Do a dimensional check on your equation.

Ted

 

[chicopee]

Where are your pressure measurements taken from. If the pressure measurements are velocity pressures, then your velocity formula is correct; if the pressure values are from line pressures, then these values are static pressures and the velocity formula does not apply.

 

[btrueblood]

" I believe the problem is the needle valve, he thinks it is the pump."

What problem? I see a pump curve in your OP, and would guess it's for a 2-stage hydraulic pump, given the somewhat sudden shift from high flow to lower flow rate at a "medium" pressure of 600 to 800 psi.

 

[hydtools]

metootoo, look at the whole term. [1N*s^2/kg*m], not just N*s^2.

1 N = 1 kg*m/sec^2

The term converts kg*m/s^2 to N, force unit.

Ted

 

[zdas04]

MeTooToo,
Snarky responses get you snarky responses. Then they get you no responses. You've been here since September and the only threads you've "contributed" to have been threads you've started. To me that spells "leech".

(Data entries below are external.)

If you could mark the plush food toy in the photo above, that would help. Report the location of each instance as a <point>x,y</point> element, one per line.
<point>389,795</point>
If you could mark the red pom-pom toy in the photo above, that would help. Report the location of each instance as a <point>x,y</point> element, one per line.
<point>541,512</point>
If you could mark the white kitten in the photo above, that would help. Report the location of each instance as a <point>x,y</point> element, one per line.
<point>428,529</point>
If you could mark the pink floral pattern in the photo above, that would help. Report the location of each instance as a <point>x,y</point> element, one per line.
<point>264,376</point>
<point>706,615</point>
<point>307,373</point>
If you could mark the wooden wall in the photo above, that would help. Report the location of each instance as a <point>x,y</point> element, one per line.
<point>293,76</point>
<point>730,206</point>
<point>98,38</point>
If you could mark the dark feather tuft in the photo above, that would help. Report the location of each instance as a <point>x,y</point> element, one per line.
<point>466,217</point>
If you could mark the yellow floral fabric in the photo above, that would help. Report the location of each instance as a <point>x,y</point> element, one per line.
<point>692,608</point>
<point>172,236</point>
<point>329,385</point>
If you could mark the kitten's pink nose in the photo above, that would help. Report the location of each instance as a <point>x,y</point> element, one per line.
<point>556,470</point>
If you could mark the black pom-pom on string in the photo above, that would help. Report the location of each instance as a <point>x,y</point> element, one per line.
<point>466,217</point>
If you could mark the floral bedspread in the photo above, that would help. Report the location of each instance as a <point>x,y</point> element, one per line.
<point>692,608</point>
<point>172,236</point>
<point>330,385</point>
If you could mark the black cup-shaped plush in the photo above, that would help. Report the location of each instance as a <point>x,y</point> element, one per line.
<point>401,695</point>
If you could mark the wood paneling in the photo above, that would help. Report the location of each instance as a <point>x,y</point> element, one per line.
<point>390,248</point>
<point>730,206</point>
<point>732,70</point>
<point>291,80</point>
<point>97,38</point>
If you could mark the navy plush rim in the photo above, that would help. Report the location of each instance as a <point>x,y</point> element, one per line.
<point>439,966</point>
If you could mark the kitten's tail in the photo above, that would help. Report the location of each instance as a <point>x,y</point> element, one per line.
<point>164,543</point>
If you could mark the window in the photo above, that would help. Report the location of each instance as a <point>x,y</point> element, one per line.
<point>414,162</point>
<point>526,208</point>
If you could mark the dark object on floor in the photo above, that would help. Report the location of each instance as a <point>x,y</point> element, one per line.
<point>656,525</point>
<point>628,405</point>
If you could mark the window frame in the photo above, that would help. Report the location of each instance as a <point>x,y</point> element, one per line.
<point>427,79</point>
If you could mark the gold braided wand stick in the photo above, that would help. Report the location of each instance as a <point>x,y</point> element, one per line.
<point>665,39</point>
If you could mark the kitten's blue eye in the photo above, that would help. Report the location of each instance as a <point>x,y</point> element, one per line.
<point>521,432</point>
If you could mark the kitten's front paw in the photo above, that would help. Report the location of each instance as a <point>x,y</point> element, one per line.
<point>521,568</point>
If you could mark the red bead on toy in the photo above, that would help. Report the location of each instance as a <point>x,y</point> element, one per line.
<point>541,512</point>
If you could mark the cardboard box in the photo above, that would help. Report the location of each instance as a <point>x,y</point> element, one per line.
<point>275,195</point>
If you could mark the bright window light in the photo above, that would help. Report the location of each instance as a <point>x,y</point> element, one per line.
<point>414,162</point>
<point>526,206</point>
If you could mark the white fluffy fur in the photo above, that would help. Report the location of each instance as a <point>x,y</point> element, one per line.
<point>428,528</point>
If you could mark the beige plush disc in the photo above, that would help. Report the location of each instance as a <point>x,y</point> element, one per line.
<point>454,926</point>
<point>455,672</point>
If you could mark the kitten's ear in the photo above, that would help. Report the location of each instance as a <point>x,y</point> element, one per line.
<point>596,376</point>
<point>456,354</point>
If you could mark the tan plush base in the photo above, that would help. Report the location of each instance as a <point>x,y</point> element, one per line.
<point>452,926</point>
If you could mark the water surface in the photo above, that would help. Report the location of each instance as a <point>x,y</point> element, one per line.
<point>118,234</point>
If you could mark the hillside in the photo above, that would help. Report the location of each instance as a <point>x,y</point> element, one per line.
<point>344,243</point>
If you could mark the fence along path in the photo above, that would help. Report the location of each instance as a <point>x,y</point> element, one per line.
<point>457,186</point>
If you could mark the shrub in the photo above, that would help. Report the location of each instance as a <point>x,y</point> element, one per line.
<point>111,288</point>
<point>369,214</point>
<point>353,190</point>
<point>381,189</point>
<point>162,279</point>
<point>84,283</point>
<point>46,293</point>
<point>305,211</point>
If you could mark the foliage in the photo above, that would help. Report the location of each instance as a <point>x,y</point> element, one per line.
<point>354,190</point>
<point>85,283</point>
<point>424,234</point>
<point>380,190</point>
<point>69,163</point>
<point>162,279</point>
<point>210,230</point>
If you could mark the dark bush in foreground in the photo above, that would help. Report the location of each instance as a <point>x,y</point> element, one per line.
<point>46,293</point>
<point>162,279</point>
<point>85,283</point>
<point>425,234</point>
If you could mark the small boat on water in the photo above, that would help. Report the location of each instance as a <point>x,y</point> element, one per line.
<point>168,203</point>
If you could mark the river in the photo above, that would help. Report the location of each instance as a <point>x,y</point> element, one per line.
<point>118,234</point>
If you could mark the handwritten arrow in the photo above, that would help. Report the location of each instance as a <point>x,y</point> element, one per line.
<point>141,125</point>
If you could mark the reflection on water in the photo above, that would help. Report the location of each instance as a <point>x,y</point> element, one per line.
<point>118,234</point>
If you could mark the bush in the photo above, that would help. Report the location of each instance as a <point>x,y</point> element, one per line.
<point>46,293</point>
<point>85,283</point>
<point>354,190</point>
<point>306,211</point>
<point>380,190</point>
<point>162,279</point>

I don't need to contact the publishers of your text book because they simply made the assumption that anyone taking "Fundementals of Fluid Mechanics" could do simple unit analysis. Maybe they set the bar too high.

David

 

[hydtools]

btrueblood, that makes sense. The pressure v flow does look like that of a two-stage, hi-lo pump.

Ted

 

[btrueblood]

hydtools,

Dunno, it was a guess. A second possibility is the unreported 3-way valve that the tech was opening, or the pressure relief valve that was installed upstream of the needle valve. But, sometimes, I'm good at reading the OP posts where they've written the critical information in white text.